Packing can be the most exciting and most painful part of any journey. This page exists in an effort to make it, at least in part, a bit simpler to decide what you need to bring with you, and what can be got without too much effort once you’ve arrived in China.
This is by no means a final or definitive list. We understand the dynamic nature of information, and as such, will attempt to keep this as up-to-date as we can. (last updated October 2014)
The information also doesn’t all apply to those tourists or visitors who plan to spend the majority of their time in China completely surrounded by the Western-mimicking parts of Shanghai or Beijing. These are major international cities, and though still very “Chinese” in a lot of ways, they cater quite well to Western needs.
English literature can be a challenge to locate in China. This isn’t to say that it isn’t around; it’s simply just not always easy to find in any amount of variety. Essentially, the only outlets that carry books in English are the chain bookstores and a handful of niche cafe/bookshops in the larger urban centres.
In the likes of Beijing, Shanghai and some other major cities, you will be able to find a healthy selection of the latest bestsellers – but if you want specific reading from a particular author or genre, this should be the first thing on your list of things to bring with you. It should be mentioned that success with online services such as Amazon.com and Better World Books is not perfect, but available. You have to put your trust in the Chinese postal service though, and we’ve had more than one book never arrive.
Two decent sources for ordering English books online domestically are Amazon.cn, and Blue Fountain. Amazon.cn, in particular, has increased the number of English-language books considerably over the last several years; and while much of the interface is now available in English, much of the ordering and payment process is still in Chinese.
Herbs & Spices
Access to herbs and spices not common in Chinese cooking can be extremely hit and miss at local supermarkets. We recommend you bring a supply of the ones you like to cook with (basil, thyme, oregano, cinnamon, etc.) as they are light-weight and easily transported. Once you get the lay of the land you may be able to dig up a local bulk supplier (look for your city’s “restaurant goods” street) or track down a seller on Taobao — or do what we do, grow your own!
This may seem a little silly, and perhaps a little obvious. However, you will often be asked about your hometown, your family and generally about the country you’re from. This is especially true if you are teaching ESL, but is equally true of new friends, colleagues, classmates; and if nothing else, it may be the comfort you need when you start to feel homesick.
Of course there’s no shortage of clothing in China, and most of what you’re wearing at the moment may be experiencing a homecoming when you get here, but one of the downsides of having a still-growing middle-class population is that the clothing availability mirrors this fact of demographics.
There are lots of ultra-cheap clothes that might not fall apart before you get out of the shop with them, and there is a healthy collection of boutiques selling outrageously priced clothing to the upper-crust. Should you, like most of us, fall in the middle, you may wish to bring an assortment of clothes that you know fit, are comfortable, and are durable.
Another thing that can be a problem is size. If you are a bit husky or rather tall you will definitely want to devote as much luggage space as possible to clothes in your size. The same can be said about shoes (most retailers don’t stock over size 44EUR/10US), undergarments and socks.
Though you can get quite a lot of prescription medication OTC in China without too much fuss, you may want to bring along some basic name-brand pharmaceuticals. NyQuil, stronger Tylenols, gut blockers, tenser bandages, Neosporin and anything else that could slip in your suitcase without taking up too much space is luggage real-estate well spent.

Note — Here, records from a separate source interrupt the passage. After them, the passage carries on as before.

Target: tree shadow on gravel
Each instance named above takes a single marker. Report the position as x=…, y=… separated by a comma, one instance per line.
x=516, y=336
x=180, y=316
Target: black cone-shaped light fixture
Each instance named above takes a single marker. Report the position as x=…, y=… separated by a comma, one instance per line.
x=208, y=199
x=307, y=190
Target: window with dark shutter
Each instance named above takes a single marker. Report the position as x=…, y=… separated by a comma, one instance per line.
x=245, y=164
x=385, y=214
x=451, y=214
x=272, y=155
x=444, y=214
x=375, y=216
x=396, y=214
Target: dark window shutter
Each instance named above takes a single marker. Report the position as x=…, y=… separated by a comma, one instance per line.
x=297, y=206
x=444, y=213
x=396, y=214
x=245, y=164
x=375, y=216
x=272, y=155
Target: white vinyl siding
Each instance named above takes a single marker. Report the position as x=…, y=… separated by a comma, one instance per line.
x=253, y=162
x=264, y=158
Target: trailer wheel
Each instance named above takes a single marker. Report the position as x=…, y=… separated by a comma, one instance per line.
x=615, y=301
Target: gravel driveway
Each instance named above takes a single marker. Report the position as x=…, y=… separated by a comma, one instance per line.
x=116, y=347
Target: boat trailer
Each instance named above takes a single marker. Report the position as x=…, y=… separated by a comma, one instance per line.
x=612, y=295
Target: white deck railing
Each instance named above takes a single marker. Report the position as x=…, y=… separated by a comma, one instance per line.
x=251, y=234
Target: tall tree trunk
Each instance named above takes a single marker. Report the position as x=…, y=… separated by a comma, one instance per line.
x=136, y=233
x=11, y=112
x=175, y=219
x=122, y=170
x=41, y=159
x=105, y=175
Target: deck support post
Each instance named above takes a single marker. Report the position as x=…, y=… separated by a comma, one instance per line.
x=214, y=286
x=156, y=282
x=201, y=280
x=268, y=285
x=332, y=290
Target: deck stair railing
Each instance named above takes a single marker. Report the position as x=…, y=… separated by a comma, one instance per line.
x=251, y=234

You’ll be able to find a small variety of pitstick, but if you have a preference of brand or scent you’re not likely to find it in China. While deodorant is becoming more popular, usage has a way to go yet, quickly illustrated on any cramped bus ride. A few extra sticks in your bag might not last you the duration of your stay in China, but it’s sure to give you (and those around you) a bit of breathing room to find a source after you arrive.
Have no worries about toothpaste or a brush to stick it on, most major brands (Oral B, Colgate) are represented here in the Mainland at even the smallest supermarkets. Mouthwash is sometimes more difficult, but generally largely available in the bigger stores. Dental floss is not as easy to find, and for the space it takes up, we recommend you throw a spool or two in your bag.

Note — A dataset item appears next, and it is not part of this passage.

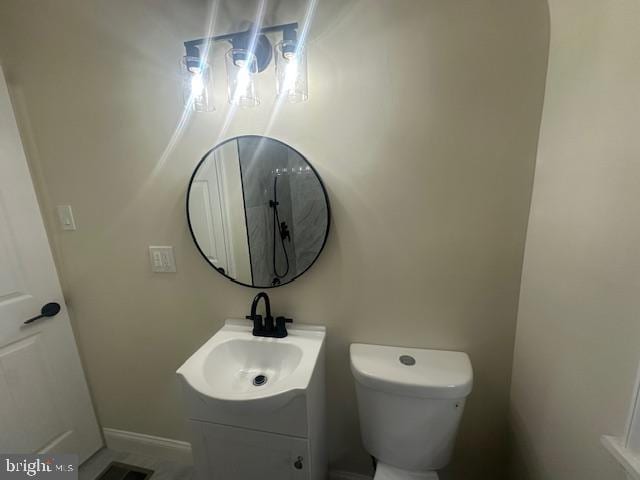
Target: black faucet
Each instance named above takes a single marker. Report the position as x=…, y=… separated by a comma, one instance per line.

It’s available, but if you are hooked on a certain smell, bring it along. You’ll run into a number of street vendors selling all the top name brands for extremely discounted prices — but if you want to smell of more than rubbing alcohol, best to avoid these.
You can’t throw a stone in most supermarkets without hitting six or seven xiao jie‘s eager to tout the latest whitening cream or wrinkle remover. Our (all male) experience is pretty limited, but we would put cosmetics in the same category as some of the other items above — you’re likely to be able to find it, but for the amount of space it takes up, bring a short-term supply with you to be sure.
While in larger cities you’ll be able to find tampons, readers have commented that Chinese-made tampons can be irritating. Like many things on this list, once you’re settled you’ll discover better supply lines to the things you need through other expats where you live, but we’d suggest that if you use tampons, you may want to bring a box or two with you until you’re established here.